Harriet gave a disbelieving snort.

‘Whiffly noises? Don’t make me laugh, Bruce could rattle the roof tiles when he had a cold.’

‘Rupert has always talked in his sleep,’ Anna said. ‘For years he used to call out for Daisy and I got very suspicious for a while until he told me it was the name of his dog when he was little. Now he just occasionally rants in his sleep about the government. He’s very rude too. He uses words I didn’t know he knew.’

‘I don’t think I have it in me to love anyone again,’ I said. ‘It’s too difficult. All that disappointment and suspicion. Isn’t it easier not to bother?’

‘I love snuggling up to Rupert on a cold night,’ Anna admitted, ‘He never complains about my cold feet. And he always brings me a cup of tea in bed every morning.’

Harriet was impressed. ‘Does he? That’s amazing.’

‘Yes, he does,’ Anna said, looking rather wistful, ‘and actually if I’m honest, I’m really missing him. I didn’t think I would. Even though he can be really annoying and grumpy sometimes. I’m going to ring him later and see how he’s getting on. He promised to paint the back door while I was away. I bet he can’t find the paint, never mind the brushes. And if he can he is quite capable of painting the wrong door. Silly old thing.’

‘I’ll just go and check the announcement board,’ Harriet said. ‘It’s only twenty minutes until the train to Venice leaves, so the platform number should be up soon.’
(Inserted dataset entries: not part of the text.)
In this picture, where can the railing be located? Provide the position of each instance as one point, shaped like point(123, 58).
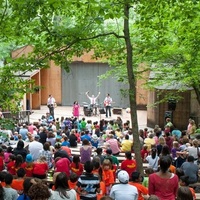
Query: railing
point(19, 117)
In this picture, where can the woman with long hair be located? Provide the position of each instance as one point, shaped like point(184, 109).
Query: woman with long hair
point(62, 190)
point(163, 184)
point(153, 159)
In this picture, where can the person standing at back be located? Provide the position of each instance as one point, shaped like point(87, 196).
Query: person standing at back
point(107, 104)
point(51, 104)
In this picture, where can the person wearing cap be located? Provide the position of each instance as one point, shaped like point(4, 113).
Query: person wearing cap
point(115, 161)
point(123, 190)
point(35, 147)
point(129, 164)
point(190, 169)
point(28, 165)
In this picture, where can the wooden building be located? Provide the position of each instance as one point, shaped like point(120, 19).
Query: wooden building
point(69, 87)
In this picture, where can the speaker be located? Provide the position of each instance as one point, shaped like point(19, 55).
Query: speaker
point(172, 104)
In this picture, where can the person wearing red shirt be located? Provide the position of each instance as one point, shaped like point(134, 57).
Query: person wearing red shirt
point(129, 164)
point(136, 180)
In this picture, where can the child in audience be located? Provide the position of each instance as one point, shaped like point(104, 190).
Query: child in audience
point(28, 165)
point(9, 192)
point(13, 166)
point(17, 183)
point(73, 179)
point(184, 181)
point(10, 165)
point(7, 154)
point(76, 166)
point(2, 178)
point(40, 168)
point(107, 175)
point(1, 159)
point(145, 181)
point(136, 180)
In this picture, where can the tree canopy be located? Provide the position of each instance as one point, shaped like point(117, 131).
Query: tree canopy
point(123, 33)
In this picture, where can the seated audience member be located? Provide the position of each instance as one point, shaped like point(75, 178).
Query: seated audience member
point(62, 190)
point(20, 150)
point(115, 161)
point(149, 141)
point(88, 183)
point(17, 183)
point(26, 185)
point(144, 152)
point(153, 159)
point(62, 165)
point(7, 154)
point(136, 180)
point(76, 166)
point(47, 154)
point(148, 171)
point(184, 193)
point(39, 191)
point(28, 165)
point(85, 151)
point(14, 166)
point(123, 190)
point(129, 164)
point(184, 181)
point(59, 152)
point(65, 142)
point(190, 169)
point(40, 168)
point(10, 165)
point(9, 192)
point(2, 178)
point(163, 183)
point(126, 145)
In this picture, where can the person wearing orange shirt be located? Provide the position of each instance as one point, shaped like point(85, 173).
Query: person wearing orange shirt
point(136, 180)
point(17, 183)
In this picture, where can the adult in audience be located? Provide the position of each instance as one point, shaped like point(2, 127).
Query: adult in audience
point(123, 190)
point(35, 147)
point(190, 169)
point(129, 165)
point(39, 191)
point(62, 190)
point(9, 192)
point(163, 183)
point(20, 149)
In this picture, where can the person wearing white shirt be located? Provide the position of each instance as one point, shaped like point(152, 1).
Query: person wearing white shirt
point(35, 147)
point(51, 104)
point(93, 103)
point(107, 104)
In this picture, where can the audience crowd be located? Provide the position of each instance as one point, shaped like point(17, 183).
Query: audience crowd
point(38, 161)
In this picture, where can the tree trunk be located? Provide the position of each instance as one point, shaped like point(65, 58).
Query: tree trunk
point(197, 92)
point(132, 89)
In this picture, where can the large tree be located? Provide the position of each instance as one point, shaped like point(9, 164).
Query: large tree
point(60, 29)
point(123, 33)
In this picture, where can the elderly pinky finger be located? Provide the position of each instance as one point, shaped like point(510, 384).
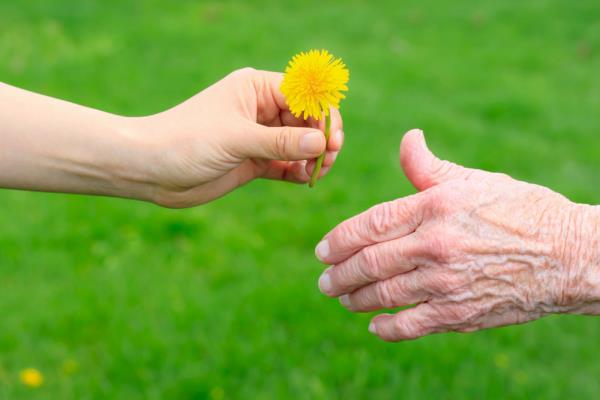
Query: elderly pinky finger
point(408, 324)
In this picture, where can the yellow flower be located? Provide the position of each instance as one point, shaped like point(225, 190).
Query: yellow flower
point(313, 82)
point(31, 377)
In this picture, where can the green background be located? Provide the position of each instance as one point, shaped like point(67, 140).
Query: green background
point(111, 298)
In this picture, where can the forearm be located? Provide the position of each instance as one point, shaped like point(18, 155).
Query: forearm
point(53, 145)
point(582, 247)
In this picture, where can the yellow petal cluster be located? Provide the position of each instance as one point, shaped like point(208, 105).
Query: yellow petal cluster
point(31, 377)
point(313, 83)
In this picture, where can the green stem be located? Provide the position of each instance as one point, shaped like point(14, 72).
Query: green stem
point(319, 163)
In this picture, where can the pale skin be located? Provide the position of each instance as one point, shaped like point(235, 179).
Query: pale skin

Anna leaned towards me with a mischievous smile. ‘No sign of your new friend then? The handsome writer.’

‘He’s hardly my friend,’ I protested, ‘just someone I keep bumping in to.’

‘It’s the stars aligning,’ Anna, said, wiggling her fingers in front of her, ‘bringing the two of you together.’

‘Rubbish,’ I insisted.

But secretly I wondered if she was right. After all, Jack was the first man I had talked to for any length of time for ages. And he had laughed with me, not at me as Fred used to do. That in itself was refreshing.